WHO confirmed the country’s attainment of maturity level three (ML3)—the third of four levels in the WHO’s classification. Maturity level four (ML4) is the highest.
“This achievement affirms South Africa’s trailblazing endeavour in health research. Beyond its technical aspects, this milestone carries real implications for people’s health. We cannot talk about better health care without quality medical supplies,” said Dr. Matshidiso Moeti, WHO Regional Director for Africa.
“This is an important new step not only for South Africa, but for the region towards self-sufficiency in vaccines and medicines.”
“This rapid progress on vaccines regulation is a significant milestone for South Africa, the Southern African region and the continent. It is an important win for vaccine equity, as the country is a major manufacturer of medical products and this regulatory milestone will help maximise the impact of the mRNA vaccine technology hub.” said Dr. Tedros Adhanom Ghebreyesus, WHO Director-General.
“We commend the tireless efforts of all those involved in ensuring the integrity and rigour of the health products registration processes. This achievement is testament to the role the regulator has played in ensuring that vaccines that are safe, efficacious and of a high quality are available in South Africa. SAHPRA will continue to be an agile and responsive African health products regulator, whilst working towards the aim of being a globally recognised as an enabler of access to safe, effective and quality health products” said Dr. Boitumelo Semete-Makokotlela, South African Health Products Regulatory Authority (SAHPRA) Chief Executive Officer.
In 2019, SAHPRA participated in WHO-supported self-benchmarking of its regulatory system and functions. Between July and August 2021, SAHPRA further refined and enhanced this self-benchmarking with WHO assistance.
In November 2021, WHO completed its benchmarking of SAHPRA, with a team of 19 international experts from 10 countries, which concluded that SAHPRA was required to address several gaps with regards to vaccines regulation. Recommendations were provided in the form of an Institutional Development Plan (IDP) for SAHPRA.

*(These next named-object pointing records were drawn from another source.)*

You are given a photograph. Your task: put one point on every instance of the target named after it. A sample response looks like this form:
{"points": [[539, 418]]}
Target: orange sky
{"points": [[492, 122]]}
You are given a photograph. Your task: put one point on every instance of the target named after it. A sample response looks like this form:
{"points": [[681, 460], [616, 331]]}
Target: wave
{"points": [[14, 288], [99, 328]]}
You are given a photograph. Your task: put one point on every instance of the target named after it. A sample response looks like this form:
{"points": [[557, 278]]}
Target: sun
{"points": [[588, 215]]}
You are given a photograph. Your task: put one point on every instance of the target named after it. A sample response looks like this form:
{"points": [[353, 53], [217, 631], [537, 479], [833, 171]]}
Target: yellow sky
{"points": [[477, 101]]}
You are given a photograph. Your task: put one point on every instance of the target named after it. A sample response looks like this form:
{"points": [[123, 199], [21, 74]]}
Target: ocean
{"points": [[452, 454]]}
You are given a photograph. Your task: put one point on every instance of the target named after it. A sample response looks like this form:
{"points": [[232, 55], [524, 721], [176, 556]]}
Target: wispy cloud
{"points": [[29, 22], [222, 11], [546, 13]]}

Between November 2021 and August 2022, SAHPRA made major progress in several areas including: staffing, quality management, establishing a framework for renewal of marketing authorization of medical products, and regulatory presence at ports of entry.

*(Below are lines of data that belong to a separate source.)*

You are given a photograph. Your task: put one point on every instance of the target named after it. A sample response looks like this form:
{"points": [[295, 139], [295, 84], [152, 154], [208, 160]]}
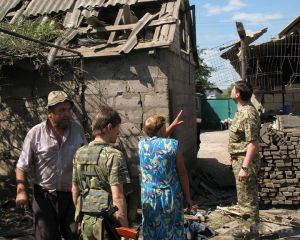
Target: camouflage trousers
{"points": [[247, 192], [92, 228]]}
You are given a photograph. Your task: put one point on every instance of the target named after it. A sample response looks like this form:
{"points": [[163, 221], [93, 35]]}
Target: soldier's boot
{"points": [[246, 235]]}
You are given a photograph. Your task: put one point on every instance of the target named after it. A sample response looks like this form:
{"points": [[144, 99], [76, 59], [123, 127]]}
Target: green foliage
{"points": [[13, 45], [202, 74]]}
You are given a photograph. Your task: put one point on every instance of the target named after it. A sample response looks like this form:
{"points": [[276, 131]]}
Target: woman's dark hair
{"points": [[153, 124], [245, 89], [103, 117]]}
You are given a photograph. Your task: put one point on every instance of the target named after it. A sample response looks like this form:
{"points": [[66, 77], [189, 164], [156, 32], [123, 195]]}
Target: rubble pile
{"points": [[280, 170]]}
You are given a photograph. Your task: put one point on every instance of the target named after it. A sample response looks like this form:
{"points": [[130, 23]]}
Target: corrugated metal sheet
{"points": [[40, 7], [6, 5], [103, 3]]}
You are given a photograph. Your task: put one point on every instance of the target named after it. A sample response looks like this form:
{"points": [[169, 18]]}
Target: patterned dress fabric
{"points": [[161, 193]]}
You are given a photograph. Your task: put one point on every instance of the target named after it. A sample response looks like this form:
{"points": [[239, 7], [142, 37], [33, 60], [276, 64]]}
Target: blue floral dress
{"points": [[161, 193]]}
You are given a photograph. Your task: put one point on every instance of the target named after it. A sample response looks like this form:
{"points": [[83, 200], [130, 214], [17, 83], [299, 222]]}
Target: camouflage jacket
{"points": [[244, 129], [97, 167]]}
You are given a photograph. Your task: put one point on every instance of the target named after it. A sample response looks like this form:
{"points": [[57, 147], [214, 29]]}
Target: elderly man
{"points": [[50, 147]]}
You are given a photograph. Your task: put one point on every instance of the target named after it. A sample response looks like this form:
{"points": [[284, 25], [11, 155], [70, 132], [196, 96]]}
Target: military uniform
{"points": [[244, 129], [97, 167]]}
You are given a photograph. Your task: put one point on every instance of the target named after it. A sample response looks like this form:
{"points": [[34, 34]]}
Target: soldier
{"points": [[244, 151], [99, 173], [50, 147]]}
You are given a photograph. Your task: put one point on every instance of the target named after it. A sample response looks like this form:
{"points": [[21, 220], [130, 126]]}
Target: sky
{"points": [[215, 26], [215, 19]]}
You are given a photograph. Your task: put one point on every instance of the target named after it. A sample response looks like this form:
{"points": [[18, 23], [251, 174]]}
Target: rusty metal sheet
{"points": [[41, 7], [7, 5]]}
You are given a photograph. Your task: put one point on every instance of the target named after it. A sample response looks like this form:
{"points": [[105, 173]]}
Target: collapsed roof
{"points": [[108, 27], [271, 64]]}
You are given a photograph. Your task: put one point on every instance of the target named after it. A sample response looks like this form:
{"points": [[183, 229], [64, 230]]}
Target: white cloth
{"points": [[52, 162]]}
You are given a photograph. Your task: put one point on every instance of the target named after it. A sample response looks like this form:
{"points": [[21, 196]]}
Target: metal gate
{"points": [[216, 110]]}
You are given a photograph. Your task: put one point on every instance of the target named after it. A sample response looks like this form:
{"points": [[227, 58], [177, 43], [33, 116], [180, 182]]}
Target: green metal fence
{"points": [[216, 110]]}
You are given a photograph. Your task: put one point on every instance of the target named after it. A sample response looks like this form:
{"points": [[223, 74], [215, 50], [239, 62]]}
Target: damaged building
{"points": [[273, 68], [137, 56]]}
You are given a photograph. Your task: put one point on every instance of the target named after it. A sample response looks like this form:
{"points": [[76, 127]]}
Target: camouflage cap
{"points": [[56, 97]]}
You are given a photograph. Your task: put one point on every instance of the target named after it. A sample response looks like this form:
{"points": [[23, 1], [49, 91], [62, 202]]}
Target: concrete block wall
{"points": [[22, 105], [182, 96], [136, 86]]}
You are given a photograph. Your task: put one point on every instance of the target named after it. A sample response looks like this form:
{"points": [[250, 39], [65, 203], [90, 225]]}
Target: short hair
{"points": [[153, 124], [245, 89], [103, 117]]}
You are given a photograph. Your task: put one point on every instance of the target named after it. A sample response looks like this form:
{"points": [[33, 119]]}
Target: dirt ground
{"points": [[213, 160]]}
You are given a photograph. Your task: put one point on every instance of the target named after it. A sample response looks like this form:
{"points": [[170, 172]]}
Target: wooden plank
{"points": [[230, 211], [173, 26], [126, 26], [114, 51], [164, 33], [117, 22], [157, 29], [228, 227]]}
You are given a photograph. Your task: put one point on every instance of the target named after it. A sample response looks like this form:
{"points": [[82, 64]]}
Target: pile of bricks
{"points": [[280, 170]]}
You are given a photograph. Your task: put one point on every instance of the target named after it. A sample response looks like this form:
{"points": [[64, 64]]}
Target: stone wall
{"points": [[280, 169], [272, 103]]}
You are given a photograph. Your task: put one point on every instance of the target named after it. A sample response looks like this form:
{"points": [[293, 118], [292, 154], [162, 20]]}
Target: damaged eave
{"points": [[163, 23]]}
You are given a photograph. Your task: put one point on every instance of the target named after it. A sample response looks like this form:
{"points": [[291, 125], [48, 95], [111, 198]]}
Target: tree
{"points": [[202, 74], [226, 93]]}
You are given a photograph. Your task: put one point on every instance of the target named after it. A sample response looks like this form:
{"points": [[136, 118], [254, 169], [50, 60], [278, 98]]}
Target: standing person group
{"points": [[69, 173], [49, 148], [244, 151]]}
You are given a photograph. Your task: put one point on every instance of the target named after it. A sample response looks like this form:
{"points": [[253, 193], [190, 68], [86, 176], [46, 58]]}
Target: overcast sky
{"points": [[216, 18]]}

In September 2022, a subsequent WHO formal benchmarking mission concluded that SAHPRA had achieved ML3 for vaccines regulation.
SAHPRA is the fourth National Regulatory Authority (NRA) to become a ML3 regulatory authority for vaccines in the WHO African Region alongside Tanzania, Ghana and Nigeria.
It is the fifth to achieve this status in the African continent, following Egypt which achieved ML3 for vaccines earlier in 2022. This move to ML3 will significantly contribute to WHO work to build capacity in low- and middle-income countries to produce mRNA vaccines through a centre of excellence and training (the mRNA vaccine technology hub) located in Cape Town, South Africa.